In the brain, as in business, connections are everything. To maintain cellular associates, the outer surface of a neuron, its membrane, must express particular proteins—proverbial hands that reach out and greet nearby cells. And, like a creepily long handshake, surface molecules can overstay their welcome: A protein that lingers too long on the membrane may compromise the connections, or synapses, between cells
In a new study, Rockefeller scientist Mary E. Hatten and research associate Hourinaz Behesti demonstrate that the protein ASTN2 helps move proteins away from the membrane in a timely fashion. The researchers also propose a mechanism by which ASTN2 defects lead to neurodevelopmental disorders such as autism and intellectual disabilities.
Proteins that need proteins
Neurons send messages to one another in the form of chemicals, or neurotransmitters, which activate receptor proteins on the surface of neighboring cells. Chemical communication is highly dynamic, which means that receptors must be dynamic too: they perpetually rotate on and off the membrane, ensuring rapid response to incoming signals. This process requires assistance from additional proteins, so-called traffickers that nudge receptors to move along.
Hatten, the Frederick P. Rose Professor, has demonstrated that the protein ASTN2 acts like such a trafficker during cell migration in early development. When Behesti joined Hatten's lab, she proposed that the protein might also play a role later in life, an idea supported by the fact that ASTN2 had been shown to be present in the adult brain.

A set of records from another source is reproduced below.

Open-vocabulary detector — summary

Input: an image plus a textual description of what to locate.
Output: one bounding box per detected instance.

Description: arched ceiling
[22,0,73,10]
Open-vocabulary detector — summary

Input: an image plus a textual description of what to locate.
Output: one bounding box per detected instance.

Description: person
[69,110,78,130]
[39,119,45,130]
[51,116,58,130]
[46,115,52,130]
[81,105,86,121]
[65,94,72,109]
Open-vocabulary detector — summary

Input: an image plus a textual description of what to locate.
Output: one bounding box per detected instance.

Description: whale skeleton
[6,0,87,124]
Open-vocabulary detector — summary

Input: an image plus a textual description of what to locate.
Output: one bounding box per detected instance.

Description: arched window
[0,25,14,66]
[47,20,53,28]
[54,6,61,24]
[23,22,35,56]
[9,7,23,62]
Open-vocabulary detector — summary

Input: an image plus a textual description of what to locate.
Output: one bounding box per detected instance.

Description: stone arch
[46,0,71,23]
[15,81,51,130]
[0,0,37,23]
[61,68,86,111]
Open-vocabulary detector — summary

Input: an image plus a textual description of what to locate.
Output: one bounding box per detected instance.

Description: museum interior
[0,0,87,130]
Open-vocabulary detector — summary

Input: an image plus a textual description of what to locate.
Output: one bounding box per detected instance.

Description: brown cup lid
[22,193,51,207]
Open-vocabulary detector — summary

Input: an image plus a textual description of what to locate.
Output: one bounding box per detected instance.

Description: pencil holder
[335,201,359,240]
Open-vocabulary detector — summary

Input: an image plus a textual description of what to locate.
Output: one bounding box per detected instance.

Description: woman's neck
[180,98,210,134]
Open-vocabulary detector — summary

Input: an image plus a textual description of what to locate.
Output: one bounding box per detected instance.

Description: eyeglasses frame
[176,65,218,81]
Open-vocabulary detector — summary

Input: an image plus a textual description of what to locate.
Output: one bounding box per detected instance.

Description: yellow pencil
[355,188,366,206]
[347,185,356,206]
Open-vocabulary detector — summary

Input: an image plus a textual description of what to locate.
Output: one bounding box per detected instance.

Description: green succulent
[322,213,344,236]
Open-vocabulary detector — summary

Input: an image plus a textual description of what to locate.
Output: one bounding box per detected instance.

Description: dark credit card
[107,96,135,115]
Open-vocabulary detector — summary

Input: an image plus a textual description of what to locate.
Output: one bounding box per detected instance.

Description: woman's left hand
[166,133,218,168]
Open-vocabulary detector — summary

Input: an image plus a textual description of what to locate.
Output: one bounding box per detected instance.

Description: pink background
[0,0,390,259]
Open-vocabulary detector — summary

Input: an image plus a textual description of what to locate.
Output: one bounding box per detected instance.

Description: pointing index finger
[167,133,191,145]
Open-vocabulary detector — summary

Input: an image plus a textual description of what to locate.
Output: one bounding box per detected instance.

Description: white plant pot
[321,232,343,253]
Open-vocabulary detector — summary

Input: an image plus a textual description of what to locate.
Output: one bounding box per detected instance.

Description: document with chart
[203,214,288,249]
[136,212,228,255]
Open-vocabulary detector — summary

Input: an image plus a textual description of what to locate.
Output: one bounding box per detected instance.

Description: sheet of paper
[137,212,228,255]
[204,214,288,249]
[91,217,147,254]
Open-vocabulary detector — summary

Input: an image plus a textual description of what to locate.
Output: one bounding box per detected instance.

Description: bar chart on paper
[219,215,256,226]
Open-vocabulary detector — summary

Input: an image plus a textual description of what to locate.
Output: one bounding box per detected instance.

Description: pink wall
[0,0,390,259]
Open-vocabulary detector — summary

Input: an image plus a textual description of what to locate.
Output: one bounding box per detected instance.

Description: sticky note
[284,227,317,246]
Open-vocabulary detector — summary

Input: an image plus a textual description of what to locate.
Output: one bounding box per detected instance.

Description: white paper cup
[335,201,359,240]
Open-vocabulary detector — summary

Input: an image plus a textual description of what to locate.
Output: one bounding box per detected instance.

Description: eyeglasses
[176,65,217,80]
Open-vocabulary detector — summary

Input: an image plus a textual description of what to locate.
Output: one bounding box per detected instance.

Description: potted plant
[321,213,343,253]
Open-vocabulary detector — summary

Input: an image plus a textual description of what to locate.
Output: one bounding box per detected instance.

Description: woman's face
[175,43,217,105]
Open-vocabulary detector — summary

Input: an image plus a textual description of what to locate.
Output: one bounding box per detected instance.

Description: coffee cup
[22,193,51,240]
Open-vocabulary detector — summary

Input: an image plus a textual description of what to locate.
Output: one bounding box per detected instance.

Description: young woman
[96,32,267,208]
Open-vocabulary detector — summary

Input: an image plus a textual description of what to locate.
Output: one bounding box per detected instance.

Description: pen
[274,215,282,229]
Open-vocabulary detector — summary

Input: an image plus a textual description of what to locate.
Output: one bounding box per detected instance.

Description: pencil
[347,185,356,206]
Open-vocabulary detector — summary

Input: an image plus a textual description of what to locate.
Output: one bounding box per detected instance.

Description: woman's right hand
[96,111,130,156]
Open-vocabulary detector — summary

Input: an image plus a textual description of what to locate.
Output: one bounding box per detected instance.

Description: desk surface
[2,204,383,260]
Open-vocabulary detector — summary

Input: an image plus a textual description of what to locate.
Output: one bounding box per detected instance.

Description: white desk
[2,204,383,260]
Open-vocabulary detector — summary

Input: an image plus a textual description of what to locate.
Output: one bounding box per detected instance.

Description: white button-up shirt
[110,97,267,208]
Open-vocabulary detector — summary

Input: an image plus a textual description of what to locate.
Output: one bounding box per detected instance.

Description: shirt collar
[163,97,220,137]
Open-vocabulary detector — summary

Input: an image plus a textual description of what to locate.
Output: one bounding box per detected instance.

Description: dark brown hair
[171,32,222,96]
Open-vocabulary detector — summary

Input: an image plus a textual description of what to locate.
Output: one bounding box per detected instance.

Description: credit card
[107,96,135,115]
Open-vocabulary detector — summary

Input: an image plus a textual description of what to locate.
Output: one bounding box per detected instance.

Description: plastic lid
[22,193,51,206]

Specifically, the protein appears to be disproportionally expressed in the cerebellum—a brain region that some researchers suspect may govern complex aspects of cognition, in addition to its more-established role in regulating movement.
Hatten and Behesti wanted to better understand the function of ASTN2 in the adult cerebellum. An initial clue came by way of collaborators at Johns Hopkins University, who identified a family that had multiple members with ASTN2 mutations and neurodevelopmental disorders, including autism and language delays.
Concurrently, an independent study of a large population showed that ASTN2 mutations are associated with a wide variety of brain disorders. Hatten and Behesti, therefore, set out to determine how defects in this protein might disrupt cerebellar circuitry and brain activity at large.
On the surface
The researchers used a special microscopy technique to determine where ASTN2 is expressed in the mouse cerebellum. They found that it appears primarily in components of neurons responsible for moving proteins around, and they identified a collection of molecules that attach to ASTN2. These "binding partners" included proteins involved in synapse formation and protein trafficking.
When the researchers increased the expression of ASTN2 in mouse neurons, levels of its binding partners decreased, suggesting that ASTN2 attaches to these proteins and then ushers them away from the membrane for degradation within the cell.
Working with researchers at Duke University, the scientists also observed that cells with heightened ASTN2 formed stronger synapses, and they suspect that decreased ASTN2 yields the opposite effect.
"Our data suggest that people who have mutations in ASTN2 make less of the protein, which leads to slower or weaker synapses," says Behesti. The researchers propose that without sufficient ASTN2, proteins accumulate on the cell surface, which hinders neuronal connections and communication.
"Synapses aren't static. They need to respond in real time to dynamic stimuli; one of the ways they do this is by changing their surface protein expression," says Behesti.
This research supports a broader view that the disruption of surface protein composition may underlie a number of neurodevelopmental disorders. It also points to the cerebellum as a potentially fruitful research subject for understanding these conditions.
"People are just beginning to realize that the cerebellum isn't just there to control movement and motor learning," says Hatten. "It has much more complex roles in cognition and language."